Frank é um filme indie – termo utilizado para caracterizar filmes independentes de baixo orçamento e que não são distribuídos pelos grandes estúdio de Hollywood –, lançado em 2014 e que conta a história de uma banda muito excêntrica e estranha, onde o vocalista se chama Frank (vivido por Michael Fassbender) está sempre usando uma cabeça de boneco. O filme é levemente inspirado em um personagem cômico chamado Frank Sidebottom.

A história é narrada pelo aspirante a músico Jon Burroughs, que sonha em compor grandes obras e ter sucesso. Ele tenta escrever suas canções a partir da observação do cotidiano e de pessoas, no entanto, nunca consegue terminá-las ou ser criativo, trabalhando em uma empresa enquanto seu sonho ainda engatinha. Um belo dia, ele consegue uma vaga de tecladista em uma banda que está de passagem pela sua cidade, onde o vocalista se chama Frank e está sempre usando uma cabeça de boneco. A partir daí, a vida de Jon muda radicalmente.

Ele entra em uma aventura de composição de um novo disco da banda e larga seu emprego e família. Maravilhado pelo estilo espontâneo e intrigante de Frank, ele começa a documentar seus dias na banda e ter um sentimento de que as coisas vão, enfim, dar certo. Para Jon, Frank é um sujeito estranho mas ao mesmo tempo genial, por ter uma personalidade bastante única e inteligente. Assim como Frank, os outros integrantes da banda são impulsivos, diferentes e possuem algum tipo de problema mental.

Ao longo do filme, nos é mostrado a dinâmica familiar e natural do grupo. Todos eles, exceto Jon, possui algum problema ou foi internado em uma instituição psiquiátrica. Desestabilizados ou não, algo que não se pode negar é o talento nato que eles têm. Sem ligar para o que pensam ou para a aprovação de terceiros, a banda cria seus próprios instrumentos e letras que, aparentemente, não segue nenhuma lógica.
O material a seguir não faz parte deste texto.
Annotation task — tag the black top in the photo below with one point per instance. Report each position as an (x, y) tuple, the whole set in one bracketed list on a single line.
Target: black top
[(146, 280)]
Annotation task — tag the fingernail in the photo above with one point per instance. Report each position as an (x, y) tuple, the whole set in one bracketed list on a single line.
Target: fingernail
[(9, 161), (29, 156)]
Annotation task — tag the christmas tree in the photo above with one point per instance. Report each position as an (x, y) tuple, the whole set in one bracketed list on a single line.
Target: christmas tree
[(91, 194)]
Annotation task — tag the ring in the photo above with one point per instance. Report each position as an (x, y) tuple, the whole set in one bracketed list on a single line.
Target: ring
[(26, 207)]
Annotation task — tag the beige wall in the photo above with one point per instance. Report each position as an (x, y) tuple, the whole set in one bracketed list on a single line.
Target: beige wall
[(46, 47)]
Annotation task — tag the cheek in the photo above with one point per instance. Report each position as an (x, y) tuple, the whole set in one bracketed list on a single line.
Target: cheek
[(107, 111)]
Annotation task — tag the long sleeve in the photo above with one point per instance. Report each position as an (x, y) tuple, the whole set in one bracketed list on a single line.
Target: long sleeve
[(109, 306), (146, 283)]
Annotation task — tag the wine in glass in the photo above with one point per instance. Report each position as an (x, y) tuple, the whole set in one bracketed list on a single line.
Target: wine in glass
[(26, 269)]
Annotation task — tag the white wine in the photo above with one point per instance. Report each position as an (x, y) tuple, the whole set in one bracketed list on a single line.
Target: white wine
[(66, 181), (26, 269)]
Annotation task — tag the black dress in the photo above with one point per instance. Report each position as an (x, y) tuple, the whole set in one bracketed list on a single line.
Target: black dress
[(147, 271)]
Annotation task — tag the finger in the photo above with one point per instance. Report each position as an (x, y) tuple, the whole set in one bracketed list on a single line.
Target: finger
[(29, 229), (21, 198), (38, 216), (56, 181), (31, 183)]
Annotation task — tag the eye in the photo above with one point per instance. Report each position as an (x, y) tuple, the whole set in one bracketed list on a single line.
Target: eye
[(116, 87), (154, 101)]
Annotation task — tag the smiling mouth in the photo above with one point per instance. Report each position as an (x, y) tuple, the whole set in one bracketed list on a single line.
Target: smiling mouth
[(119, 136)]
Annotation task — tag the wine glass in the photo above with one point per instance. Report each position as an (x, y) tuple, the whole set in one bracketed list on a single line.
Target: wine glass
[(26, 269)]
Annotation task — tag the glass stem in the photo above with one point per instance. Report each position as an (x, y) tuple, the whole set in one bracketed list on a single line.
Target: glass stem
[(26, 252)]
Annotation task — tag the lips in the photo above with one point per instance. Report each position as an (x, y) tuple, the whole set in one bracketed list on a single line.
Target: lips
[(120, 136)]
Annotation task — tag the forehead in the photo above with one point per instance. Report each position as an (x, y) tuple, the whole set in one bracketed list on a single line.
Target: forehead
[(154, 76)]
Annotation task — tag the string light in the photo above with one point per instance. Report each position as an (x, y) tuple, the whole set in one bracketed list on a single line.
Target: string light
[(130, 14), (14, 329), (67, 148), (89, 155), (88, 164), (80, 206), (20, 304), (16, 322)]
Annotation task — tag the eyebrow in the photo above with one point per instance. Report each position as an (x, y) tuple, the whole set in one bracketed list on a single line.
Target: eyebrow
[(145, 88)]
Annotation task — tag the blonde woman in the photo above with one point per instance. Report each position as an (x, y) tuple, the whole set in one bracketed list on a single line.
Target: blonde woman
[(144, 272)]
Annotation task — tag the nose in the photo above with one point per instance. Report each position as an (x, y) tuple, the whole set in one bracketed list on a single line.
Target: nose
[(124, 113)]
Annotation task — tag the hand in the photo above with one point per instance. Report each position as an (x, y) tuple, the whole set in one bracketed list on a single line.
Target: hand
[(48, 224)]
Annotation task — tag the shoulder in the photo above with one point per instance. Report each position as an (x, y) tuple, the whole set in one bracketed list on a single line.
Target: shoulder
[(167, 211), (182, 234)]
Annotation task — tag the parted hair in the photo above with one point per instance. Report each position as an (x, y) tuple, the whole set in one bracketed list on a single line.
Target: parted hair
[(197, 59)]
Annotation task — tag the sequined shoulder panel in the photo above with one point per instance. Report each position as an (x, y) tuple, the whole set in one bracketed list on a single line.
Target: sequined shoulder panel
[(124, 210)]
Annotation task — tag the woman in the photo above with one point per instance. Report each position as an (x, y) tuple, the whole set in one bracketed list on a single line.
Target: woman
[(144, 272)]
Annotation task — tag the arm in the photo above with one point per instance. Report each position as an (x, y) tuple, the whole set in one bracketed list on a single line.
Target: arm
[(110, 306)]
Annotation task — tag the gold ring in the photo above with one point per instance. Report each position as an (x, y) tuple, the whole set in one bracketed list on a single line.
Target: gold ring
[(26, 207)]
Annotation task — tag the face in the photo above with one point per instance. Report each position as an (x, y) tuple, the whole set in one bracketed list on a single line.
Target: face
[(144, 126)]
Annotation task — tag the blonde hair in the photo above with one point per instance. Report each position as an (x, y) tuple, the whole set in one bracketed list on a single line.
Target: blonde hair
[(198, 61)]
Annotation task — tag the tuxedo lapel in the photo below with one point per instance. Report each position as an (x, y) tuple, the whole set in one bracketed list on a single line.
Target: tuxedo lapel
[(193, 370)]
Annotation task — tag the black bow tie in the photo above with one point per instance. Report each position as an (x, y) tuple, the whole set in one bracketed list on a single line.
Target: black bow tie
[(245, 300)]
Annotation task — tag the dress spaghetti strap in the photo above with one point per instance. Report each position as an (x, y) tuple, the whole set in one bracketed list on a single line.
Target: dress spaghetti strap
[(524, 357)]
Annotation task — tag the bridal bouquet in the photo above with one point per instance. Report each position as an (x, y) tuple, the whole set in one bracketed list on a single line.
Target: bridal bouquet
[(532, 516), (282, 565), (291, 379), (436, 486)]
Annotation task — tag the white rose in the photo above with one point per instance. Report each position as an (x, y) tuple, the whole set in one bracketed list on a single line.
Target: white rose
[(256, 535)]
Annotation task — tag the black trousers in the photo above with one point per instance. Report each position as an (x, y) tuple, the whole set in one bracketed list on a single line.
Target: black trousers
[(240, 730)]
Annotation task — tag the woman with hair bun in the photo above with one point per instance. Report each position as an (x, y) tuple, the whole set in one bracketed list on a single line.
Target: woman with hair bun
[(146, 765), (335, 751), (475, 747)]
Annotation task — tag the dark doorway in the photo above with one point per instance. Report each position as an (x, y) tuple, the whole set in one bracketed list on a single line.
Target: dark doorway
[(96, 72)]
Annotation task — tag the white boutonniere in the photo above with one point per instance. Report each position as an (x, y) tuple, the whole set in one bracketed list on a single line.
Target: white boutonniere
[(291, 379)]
Inteligente e com uma carga bem dosada de drama e comédia, Frank é com certeza uma das figuras mais intrigantes do filme. É um cara que usa uma cabeça de boneco até pra tomar banho – mas que não é um psicopata nem alguém “normal”, no entanto, tem certa vulnerabilidade e possui uma incrível sensibilidade quanto a vida e a arte.

Ele é o espírito da banda, a quem todos admiram e confiam. Seus métodos são bastante perfeccionistas e suas letras vêm de inspiração das pequenas coisas, similar ao jeito de Jon, mas único. Embora em quase uma hora e quarenta minutos de filme você veja a cara de Frank apenas por poucos minutos, o personagem de Michael Fassbender não economiza em dizer como se sente através de suas expressões corporais e reflexões sinceras, que saem de sua boca tão naturalmente quanto o jeito do Frank de ser.

A problemática chega com a tentativa de Jon em querer transformar esses excêntricos integrantes em uma banda famosa. Assim como Frank, eles desejam apenas fazer uma boa música – aí entra uma questão subjetiva, o que é bom e o que é ruim? O que é arte? – e performar seus diferentes jeitos de ser no palco.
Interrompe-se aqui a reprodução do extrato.